Program distribution. You can use each winding separately of course; if you were to feed one winding with a 300 ohms source you would see that program repeated on each of the other three windings. It's a good idea to make sure each winding is terminated in 300 ohms (Figure 3), otherwise the frequency response of the system may be aberrant. You could call this a poor man's distribution amp (DA), but the fact of the matter is it works great, and it's passive.
Mono-Summing. You can mono sum with two of the windings, but make sure that you have the source impedance correct. Each winding needs to be fed with a 300 ohms source impedance. You may need to add build-out resistors in series with any DA or other output amps, otherwise the windings could compromise the peak output level of said output amps, creating a headroom problem.
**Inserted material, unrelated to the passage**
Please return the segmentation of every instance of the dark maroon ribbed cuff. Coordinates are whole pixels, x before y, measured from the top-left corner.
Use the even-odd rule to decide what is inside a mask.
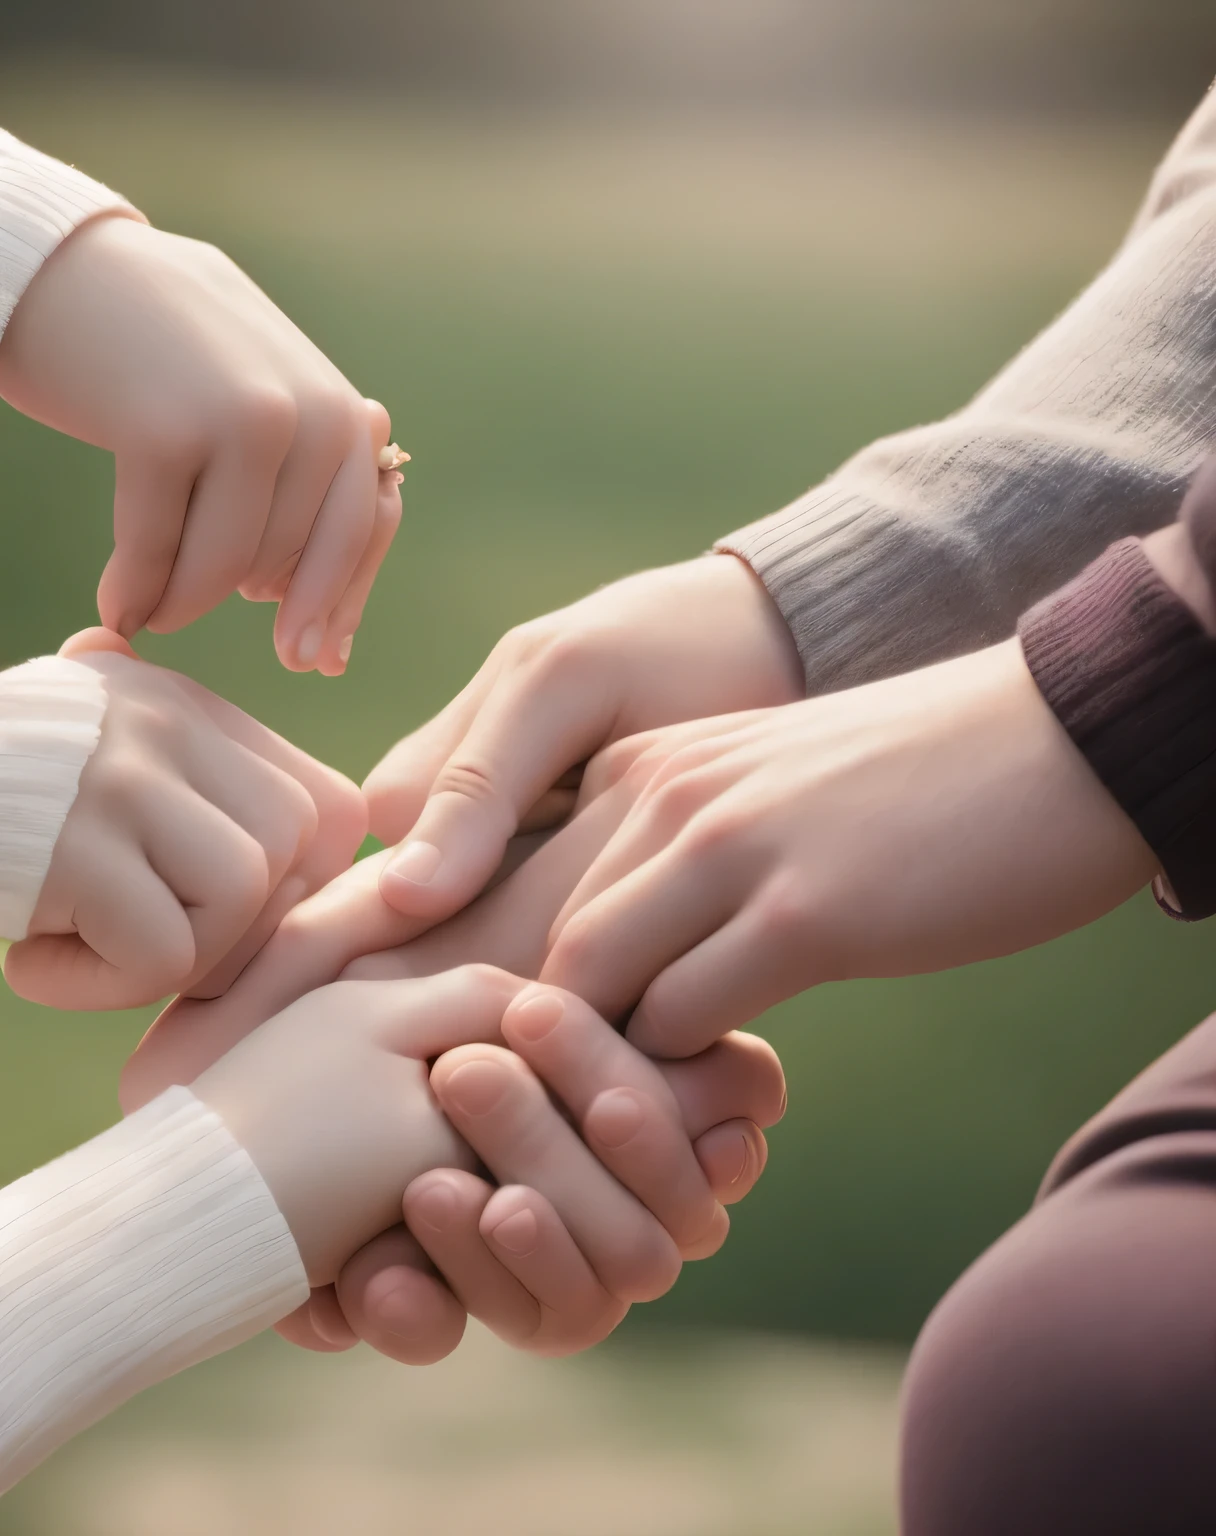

In addition, you need to make sure the phase relationship is correct between the left and right channel (unless maybe you want an L-R source?). See Figure 4. The two remaining windings will have L+R on them.
RF isolation. One of the neatest things about the 111C coils is the built-in faraday shield between the line side and the drop side (see Figure 1 again). If you have a long line bringing analog audio to some location, say near an AM transmitter site, you can isolate that line from any amplifiers connected to the line side by connecting the S terminal to your local ground.
In this day and age of balanced AES digital circuits, Ethernet and fiber, the functionality given by the old trustworthy 111C coil isn't nearly as important as it once was; however, one day it may save your bacon. Keep a couple on hand just in case.